The CALM Act, meant to end the dreaded "loud commercial," is set to go into effect tomorrow, December 13. We summarized the requirements for compliance with the Act here. Basically, TV stations must adopt certain practices set out in a series of standards known as A/85 Recommended Practice, adopted by the ATSC (the Advanced Television Standards Committee). As we advised stations, the rules initially required any station needing more time was supposed to ask for a waiver of the rules by October 12. In an Order released on Tuesday, the FCC granted two waivers, and also decided that any other station needing more time could request a waiver as late as the compliance deadline date.

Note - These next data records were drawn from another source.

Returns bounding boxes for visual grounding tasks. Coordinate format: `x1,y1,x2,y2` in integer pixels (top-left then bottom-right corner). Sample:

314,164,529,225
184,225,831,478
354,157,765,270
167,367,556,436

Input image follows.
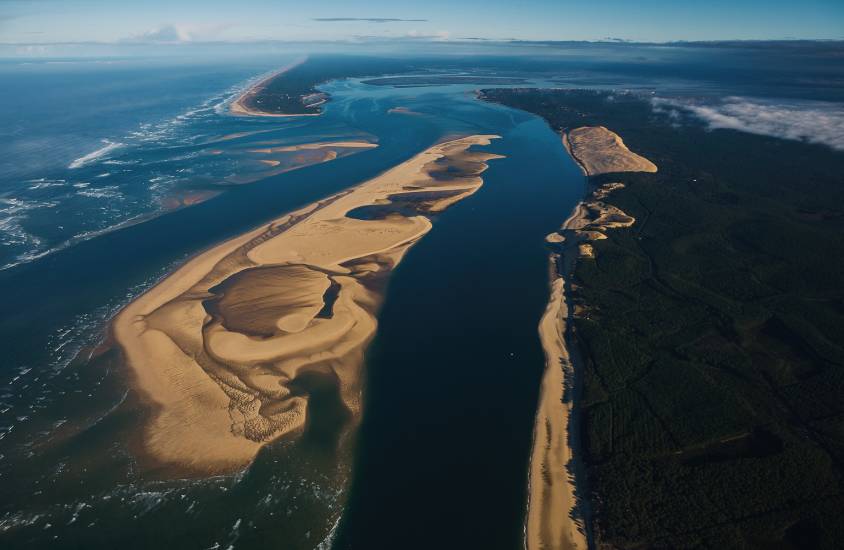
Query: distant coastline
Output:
229,57,324,117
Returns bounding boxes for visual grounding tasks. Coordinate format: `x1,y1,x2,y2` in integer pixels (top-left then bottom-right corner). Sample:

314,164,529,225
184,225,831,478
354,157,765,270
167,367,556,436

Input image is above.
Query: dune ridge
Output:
525,127,657,550
229,56,320,117
563,126,657,176
112,135,500,474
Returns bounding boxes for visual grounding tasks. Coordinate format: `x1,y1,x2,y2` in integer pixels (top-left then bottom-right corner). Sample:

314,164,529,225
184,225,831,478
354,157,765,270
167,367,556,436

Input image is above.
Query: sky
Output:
0,0,844,44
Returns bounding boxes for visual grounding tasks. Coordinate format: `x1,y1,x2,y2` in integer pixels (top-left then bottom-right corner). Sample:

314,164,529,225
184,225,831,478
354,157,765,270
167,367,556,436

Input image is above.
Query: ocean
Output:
0,46,844,548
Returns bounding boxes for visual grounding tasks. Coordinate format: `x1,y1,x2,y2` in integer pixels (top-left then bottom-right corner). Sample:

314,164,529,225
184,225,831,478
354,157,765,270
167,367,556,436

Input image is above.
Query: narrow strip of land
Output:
525,127,657,550
113,135,498,474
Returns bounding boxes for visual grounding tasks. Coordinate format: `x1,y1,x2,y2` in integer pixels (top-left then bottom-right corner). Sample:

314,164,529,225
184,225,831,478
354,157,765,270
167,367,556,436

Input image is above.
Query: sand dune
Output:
113,135,497,474
564,126,657,176
249,141,378,155
525,127,657,550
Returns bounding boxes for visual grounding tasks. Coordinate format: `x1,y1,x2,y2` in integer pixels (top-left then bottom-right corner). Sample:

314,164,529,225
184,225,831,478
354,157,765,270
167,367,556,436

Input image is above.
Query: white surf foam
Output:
67,139,123,170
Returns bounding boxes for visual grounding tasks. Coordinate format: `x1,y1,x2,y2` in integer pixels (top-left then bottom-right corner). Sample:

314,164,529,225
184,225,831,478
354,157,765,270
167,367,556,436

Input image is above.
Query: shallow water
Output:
0,49,840,548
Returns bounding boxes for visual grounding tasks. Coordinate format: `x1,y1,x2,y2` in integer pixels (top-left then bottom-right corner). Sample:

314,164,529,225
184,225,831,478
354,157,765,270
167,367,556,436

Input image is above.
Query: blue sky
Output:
0,0,844,43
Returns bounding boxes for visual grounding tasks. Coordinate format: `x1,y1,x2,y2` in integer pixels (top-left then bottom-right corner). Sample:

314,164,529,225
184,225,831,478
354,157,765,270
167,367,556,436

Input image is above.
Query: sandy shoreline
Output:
525,127,656,550
229,57,320,117
112,135,498,474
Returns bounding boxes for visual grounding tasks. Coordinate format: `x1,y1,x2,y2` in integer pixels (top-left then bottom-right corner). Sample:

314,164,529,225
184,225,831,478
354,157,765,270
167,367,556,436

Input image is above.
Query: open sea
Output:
0,46,844,549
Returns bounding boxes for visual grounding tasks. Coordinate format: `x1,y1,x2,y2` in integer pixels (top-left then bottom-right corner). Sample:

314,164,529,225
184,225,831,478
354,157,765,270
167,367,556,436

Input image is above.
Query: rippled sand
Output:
113,135,498,474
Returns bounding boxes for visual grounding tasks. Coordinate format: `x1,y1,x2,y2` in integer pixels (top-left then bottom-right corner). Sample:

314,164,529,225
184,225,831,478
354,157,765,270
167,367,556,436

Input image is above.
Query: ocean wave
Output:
67,139,123,170
0,197,58,247
76,185,123,199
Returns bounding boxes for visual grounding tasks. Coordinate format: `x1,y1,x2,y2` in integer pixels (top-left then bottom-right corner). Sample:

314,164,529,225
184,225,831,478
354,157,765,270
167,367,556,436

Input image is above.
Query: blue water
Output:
0,48,844,548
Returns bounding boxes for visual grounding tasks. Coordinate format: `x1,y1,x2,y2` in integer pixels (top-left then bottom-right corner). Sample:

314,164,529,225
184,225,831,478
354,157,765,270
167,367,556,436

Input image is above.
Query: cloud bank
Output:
122,24,232,44
652,97,844,151
311,17,428,23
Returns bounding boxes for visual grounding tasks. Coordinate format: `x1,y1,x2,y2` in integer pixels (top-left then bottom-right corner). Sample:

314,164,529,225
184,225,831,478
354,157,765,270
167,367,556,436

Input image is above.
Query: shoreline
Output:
524,126,657,550
229,56,322,118
105,135,500,475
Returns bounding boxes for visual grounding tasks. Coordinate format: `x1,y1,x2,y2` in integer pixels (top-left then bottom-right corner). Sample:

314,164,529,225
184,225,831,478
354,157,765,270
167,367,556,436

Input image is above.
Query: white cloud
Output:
124,23,232,44
652,97,844,151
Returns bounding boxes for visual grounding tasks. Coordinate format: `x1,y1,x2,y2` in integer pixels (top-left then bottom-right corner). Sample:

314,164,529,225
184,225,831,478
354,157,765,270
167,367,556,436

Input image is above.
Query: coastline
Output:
229,57,321,117
525,126,656,550
112,135,499,474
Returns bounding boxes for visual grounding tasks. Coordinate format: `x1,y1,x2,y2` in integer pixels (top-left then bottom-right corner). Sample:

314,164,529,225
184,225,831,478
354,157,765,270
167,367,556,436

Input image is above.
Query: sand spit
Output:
249,141,378,155
229,57,319,117
113,135,499,475
563,126,656,176
525,127,657,550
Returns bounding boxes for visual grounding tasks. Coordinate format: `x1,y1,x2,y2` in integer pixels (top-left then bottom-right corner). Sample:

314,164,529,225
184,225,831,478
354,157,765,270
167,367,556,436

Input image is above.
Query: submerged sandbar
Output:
113,135,499,474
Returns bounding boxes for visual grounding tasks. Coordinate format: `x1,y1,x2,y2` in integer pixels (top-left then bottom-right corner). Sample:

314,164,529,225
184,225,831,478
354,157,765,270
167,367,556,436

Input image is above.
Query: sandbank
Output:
112,135,499,475
525,127,657,550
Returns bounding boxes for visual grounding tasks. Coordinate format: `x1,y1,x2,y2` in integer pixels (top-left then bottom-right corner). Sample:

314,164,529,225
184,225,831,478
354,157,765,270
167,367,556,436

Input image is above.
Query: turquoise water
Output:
0,58,582,548
0,49,840,548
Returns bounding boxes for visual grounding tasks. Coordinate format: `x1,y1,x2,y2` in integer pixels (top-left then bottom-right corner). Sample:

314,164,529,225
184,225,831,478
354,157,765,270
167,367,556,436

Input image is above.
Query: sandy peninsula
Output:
525,127,657,550
112,135,498,475
563,126,656,176
229,57,319,117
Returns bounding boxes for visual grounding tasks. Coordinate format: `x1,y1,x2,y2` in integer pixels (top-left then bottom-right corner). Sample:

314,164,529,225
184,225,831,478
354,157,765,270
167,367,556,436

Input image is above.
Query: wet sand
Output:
525,127,657,550
112,135,499,475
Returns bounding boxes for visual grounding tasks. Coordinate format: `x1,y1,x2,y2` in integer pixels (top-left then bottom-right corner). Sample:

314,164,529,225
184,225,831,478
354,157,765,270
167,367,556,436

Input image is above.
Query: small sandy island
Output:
525,127,656,550
112,135,499,475
229,57,323,117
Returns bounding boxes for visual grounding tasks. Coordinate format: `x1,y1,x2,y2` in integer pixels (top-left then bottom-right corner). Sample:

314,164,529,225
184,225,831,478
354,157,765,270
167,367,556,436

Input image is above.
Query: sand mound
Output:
565,126,657,176
113,135,504,473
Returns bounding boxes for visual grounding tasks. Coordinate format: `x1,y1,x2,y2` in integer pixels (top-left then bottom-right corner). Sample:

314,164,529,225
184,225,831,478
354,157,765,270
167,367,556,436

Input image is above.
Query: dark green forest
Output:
481,89,844,549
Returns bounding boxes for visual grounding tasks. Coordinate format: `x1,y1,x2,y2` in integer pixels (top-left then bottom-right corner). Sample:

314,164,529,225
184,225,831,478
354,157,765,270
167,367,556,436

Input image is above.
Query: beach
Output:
112,135,498,475
229,57,320,117
525,127,657,550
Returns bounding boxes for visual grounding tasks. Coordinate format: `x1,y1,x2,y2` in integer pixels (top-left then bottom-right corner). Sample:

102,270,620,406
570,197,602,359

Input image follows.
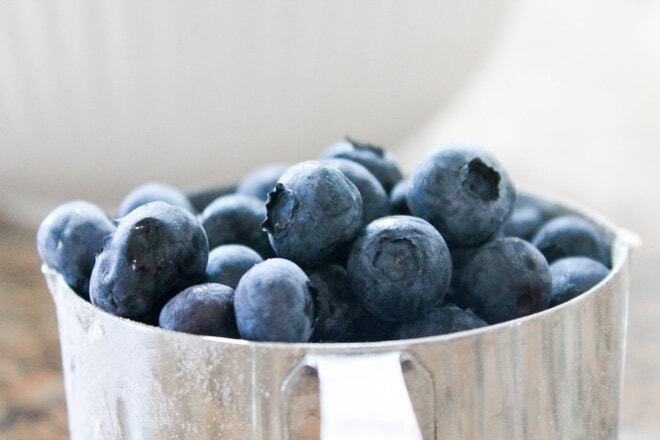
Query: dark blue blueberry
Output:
200,194,275,258
445,246,481,307
37,201,115,298
117,182,195,217
236,163,291,202
393,305,488,339
323,159,390,225
263,161,362,267
502,195,559,241
158,283,238,338
308,264,362,342
345,309,399,342
550,257,609,307
532,215,611,267
234,258,314,342
390,179,411,215
348,215,451,321
206,244,263,289
322,138,402,193
408,147,516,246
458,237,552,324
89,202,209,323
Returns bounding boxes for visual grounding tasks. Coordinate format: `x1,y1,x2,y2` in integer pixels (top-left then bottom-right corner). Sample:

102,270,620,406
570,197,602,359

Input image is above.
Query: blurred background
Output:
0,0,660,439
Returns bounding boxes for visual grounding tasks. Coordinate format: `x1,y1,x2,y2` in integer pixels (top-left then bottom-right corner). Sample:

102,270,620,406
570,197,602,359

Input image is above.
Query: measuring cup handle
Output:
288,352,422,440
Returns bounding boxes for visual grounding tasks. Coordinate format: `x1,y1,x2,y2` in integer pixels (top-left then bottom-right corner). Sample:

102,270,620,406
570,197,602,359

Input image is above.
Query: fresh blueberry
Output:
158,283,238,338
408,147,516,246
117,182,195,217
458,237,552,324
308,264,362,342
502,195,559,241
345,309,399,342
390,179,411,215
532,215,610,267
348,215,451,321
550,257,609,307
37,201,115,298
393,305,488,339
234,258,314,342
89,202,209,323
200,194,274,258
206,244,263,289
322,138,402,193
445,242,481,300
322,159,390,225
236,163,291,202
262,161,362,267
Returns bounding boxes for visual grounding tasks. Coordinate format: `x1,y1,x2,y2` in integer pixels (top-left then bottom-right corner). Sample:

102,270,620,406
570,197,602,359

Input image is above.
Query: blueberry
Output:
308,264,362,342
206,244,263,289
200,194,275,258
390,179,411,215
89,202,209,323
234,258,314,342
262,161,362,267
323,159,390,225
322,138,402,193
346,309,399,342
236,163,291,202
158,283,238,338
502,195,559,241
550,257,609,307
408,147,516,246
37,201,115,298
445,246,481,307
348,216,451,321
459,237,552,324
532,215,610,267
393,305,488,339
117,182,195,217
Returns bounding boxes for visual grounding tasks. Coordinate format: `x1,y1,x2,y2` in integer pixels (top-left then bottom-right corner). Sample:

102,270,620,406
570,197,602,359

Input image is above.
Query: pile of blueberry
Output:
37,139,611,342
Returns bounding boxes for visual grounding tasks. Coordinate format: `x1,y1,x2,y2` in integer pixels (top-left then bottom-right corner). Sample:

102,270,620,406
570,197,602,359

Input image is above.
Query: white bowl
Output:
0,0,509,223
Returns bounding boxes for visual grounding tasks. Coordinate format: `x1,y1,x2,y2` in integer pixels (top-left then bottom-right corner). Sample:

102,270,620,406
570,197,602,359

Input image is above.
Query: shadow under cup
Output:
43,191,638,439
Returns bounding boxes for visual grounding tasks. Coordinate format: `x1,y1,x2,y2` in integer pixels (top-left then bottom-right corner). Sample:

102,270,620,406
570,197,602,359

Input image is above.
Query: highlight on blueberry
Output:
89,202,209,323
37,200,115,298
205,244,263,289
117,182,195,217
158,283,238,338
234,258,315,342
550,257,609,307
454,237,552,324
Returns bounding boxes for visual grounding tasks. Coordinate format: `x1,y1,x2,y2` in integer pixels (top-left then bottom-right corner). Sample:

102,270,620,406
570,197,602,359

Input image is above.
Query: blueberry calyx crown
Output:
463,158,501,201
346,136,385,157
261,182,297,236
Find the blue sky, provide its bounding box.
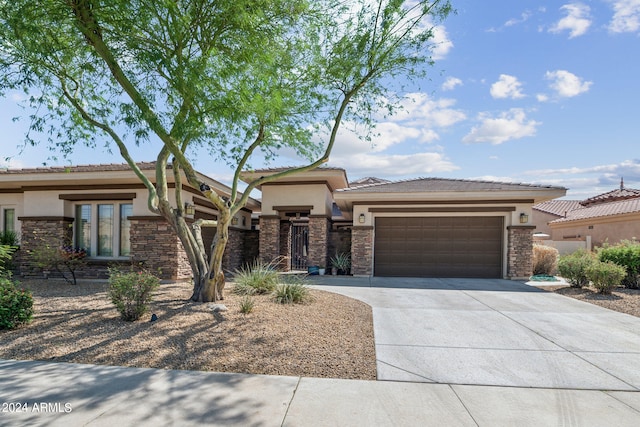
[0,0,640,199]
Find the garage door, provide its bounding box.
[374,217,503,278]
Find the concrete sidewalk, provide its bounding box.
[0,360,640,427]
[313,276,640,392]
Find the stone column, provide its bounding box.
[129,216,192,280]
[18,216,73,276]
[307,215,331,268]
[351,226,373,276]
[507,225,535,280]
[258,215,280,263]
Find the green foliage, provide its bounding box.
[30,241,87,285]
[586,260,627,294]
[558,250,595,288]
[329,252,351,273]
[108,268,160,322]
[273,281,311,304]
[240,295,256,314]
[0,231,20,246]
[598,240,640,288]
[234,260,279,295]
[0,277,33,330]
[533,244,558,275]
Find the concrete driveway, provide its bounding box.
[314,276,640,391]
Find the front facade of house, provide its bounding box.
[243,168,566,279]
[0,163,260,280]
[0,163,566,280]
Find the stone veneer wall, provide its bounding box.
[507,225,535,280]
[129,217,192,280]
[18,217,73,277]
[327,228,351,260]
[259,216,280,262]
[351,226,373,276]
[307,215,331,268]
[222,227,258,276]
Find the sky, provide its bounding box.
[0,0,640,200]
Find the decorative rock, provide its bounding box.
[207,303,229,313]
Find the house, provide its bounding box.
[533,180,640,253]
[0,163,566,279]
[242,167,566,279]
[0,162,260,280]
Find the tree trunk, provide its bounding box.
[191,214,229,302]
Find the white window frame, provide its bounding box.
[73,200,133,260]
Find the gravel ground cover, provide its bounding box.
[539,285,640,317]
[0,280,376,380]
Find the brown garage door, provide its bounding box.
[374,217,503,278]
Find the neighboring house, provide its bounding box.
[242,168,566,279]
[533,181,640,253]
[0,163,566,279]
[0,163,260,280]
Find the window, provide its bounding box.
[2,208,16,232]
[74,203,133,258]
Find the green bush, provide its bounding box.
[240,295,256,314]
[108,268,160,322]
[586,260,627,294]
[234,260,279,295]
[0,277,33,330]
[533,244,558,276]
[598,240,640,288]
[558,249,595,288]
[272,275,311,304]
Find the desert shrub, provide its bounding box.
[234,260,279,295]
[0,277,33,330]
[586,260,627,294]
[108,268,160,322]
[598,240,640,288]
[558,249,595,288]
[240,295,256,314]
[533,244,558,276]
[273,276,311,304]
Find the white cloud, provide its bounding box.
[490,74,524,99]
[442,77,462,91]
[329,153,459,177]
[504,10,532,27]
[545,70,593,98]
[549,3,591,39]
[431,25,453,61]
[462,108,541,145]
[609,0,640,33]
[400,92,467,129]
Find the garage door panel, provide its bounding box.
[374,217,503,277]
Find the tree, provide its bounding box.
[0,0,451,301]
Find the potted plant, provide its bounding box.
[331,252,351,276]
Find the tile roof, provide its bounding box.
[580,186,640,206]
[550,198,640,224]
[338,178,564,193]
[532,200,582,216]
[0,162,159,174]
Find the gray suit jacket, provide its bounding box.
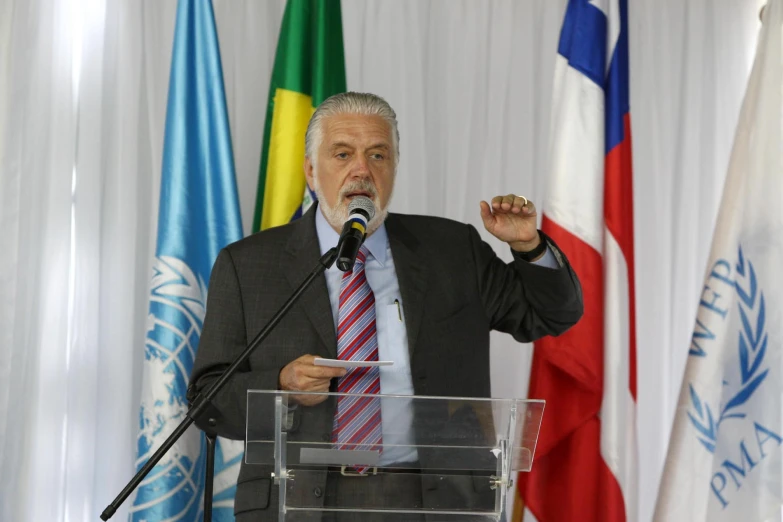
[191,205,583,520]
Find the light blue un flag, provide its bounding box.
[129,0,243,522]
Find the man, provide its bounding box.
[191,93,582,522]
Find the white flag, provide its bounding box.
[655,0,783,522]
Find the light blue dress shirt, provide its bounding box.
[315,208,560,466]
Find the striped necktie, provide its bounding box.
[332,246,382,473]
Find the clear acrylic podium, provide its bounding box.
[245,390,544,522]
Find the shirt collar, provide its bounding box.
[315,206,389,266]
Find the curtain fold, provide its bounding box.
[0,0,763,522]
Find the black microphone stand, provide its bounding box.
[101,247,337,522]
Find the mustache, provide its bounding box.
[340,179,378,200]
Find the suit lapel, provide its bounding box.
[283,205,337,358]
[386,214,427,360]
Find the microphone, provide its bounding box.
[337,196,375,272]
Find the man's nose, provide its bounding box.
[351,155,370,179]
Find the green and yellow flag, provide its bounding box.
[253,0,345,232]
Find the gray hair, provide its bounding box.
[305,92,400,167]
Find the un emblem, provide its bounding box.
[131,256,207,521]
[687,247,783,509]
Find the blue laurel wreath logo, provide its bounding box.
[688,247,769,453]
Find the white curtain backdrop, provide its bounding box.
[0,0,763,522]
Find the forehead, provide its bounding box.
[322,114,392,147]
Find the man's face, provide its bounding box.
[305,114,394,232]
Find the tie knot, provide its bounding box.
[356,245,370,265]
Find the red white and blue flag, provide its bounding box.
[519,0,637,522]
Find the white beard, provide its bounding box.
[313,173,391,236]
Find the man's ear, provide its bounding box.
[304,156,315,192]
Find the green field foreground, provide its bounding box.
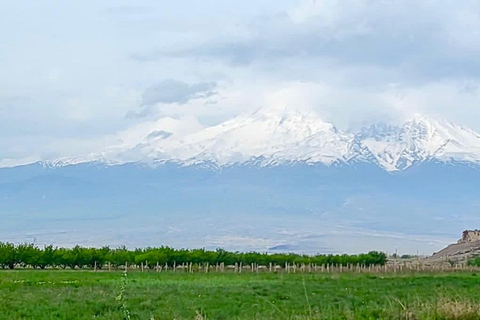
[0,270,480,320]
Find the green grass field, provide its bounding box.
[0,270,480,320]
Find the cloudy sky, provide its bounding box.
[0,0,480,161]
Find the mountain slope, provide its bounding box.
[2,108,480,171]
[357,116,480,171]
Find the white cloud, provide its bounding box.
[0,0,480,158]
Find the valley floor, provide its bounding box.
[0,270,480,320]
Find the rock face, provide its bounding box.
[429,230,480,263]
[458,230,480,243]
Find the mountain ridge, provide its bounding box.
[3,109,480,172]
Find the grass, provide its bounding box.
[0,270,480,320]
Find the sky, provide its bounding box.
[0,0,480,162]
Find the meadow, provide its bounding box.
[0,269,480,320]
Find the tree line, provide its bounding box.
[0,242,387,269]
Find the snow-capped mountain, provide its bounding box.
[357,116,480,170]
[3,108,480,171]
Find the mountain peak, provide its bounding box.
[4,107,480,171]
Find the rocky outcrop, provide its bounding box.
[429,230,480,263]
[458,230,480,243]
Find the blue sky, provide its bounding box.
[0,0,480,159]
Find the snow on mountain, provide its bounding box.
[1,108,480,171]
[172,109,354,165]
[357,116,480,171]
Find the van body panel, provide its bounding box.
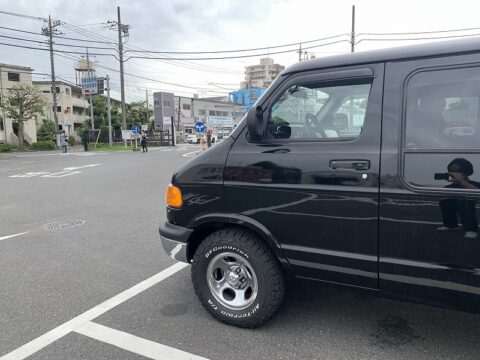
[379,54,480,310]
[224,64,383,289]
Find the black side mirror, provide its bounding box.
[247,106,265,140]
[274,125,292,139]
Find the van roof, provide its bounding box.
[282,37,480,75]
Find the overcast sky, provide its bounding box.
[0,0,480,101]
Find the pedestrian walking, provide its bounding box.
[140,131,148,152]
[60,130,68,154]
[207,130,213,147]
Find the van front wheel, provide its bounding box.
[192,228,285,328]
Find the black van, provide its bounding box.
[160,40,480,327]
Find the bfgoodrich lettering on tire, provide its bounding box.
[192,228,285,328]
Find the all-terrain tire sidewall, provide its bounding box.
[192,229,284,327]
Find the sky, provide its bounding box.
[0,0,480,101]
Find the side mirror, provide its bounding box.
[274,125,292,139]
[247,106,265,139]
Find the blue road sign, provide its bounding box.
[195,121,207,132]
[131,126,140,134]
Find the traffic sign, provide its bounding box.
[195,121,207,132]
[131,125,140,134]
[81,75,98,95]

In the order, the Commission granted two waiver requests - one for just a month and a half as the cable system simply had a misunderstanding of what they needed to do to achieve compliance, and the second until the end of May because a TV station was in the middle of a studio move, and promised to install the new compliant equipment at the new studio. The Commission also reminded stations that there are two kinds of waivers available – automatic waivers, upon request, for small stations (those with under $14 million in annual revenue or in a TV market from number 150 to market 210) and small cable systems; and other waivers for stations facing specific problems, including financial hardships. Those who do not qualify as small stations would need to demonstrate the specific hardship justifying the waiver. So any stations or systems seeking a waiver have a last chance to do so, by Thursday.

This Act has been a very popular with the general public, with many people outside the industry waiting for the effective date which they believe will solve all issues with perceived loud commercials. Some industry observers question whether all problems will in fact be resolved by the compliance standards, as the nature of commercials themselves make them seem louder than programs in which they are inserted, even where the volumes are objectively the same. But we hope that many do perceive a difference, so that there will not be a flood of complaints to the FCC, and so the issues that have prompted many viewers to request this Congressional action will be remedied.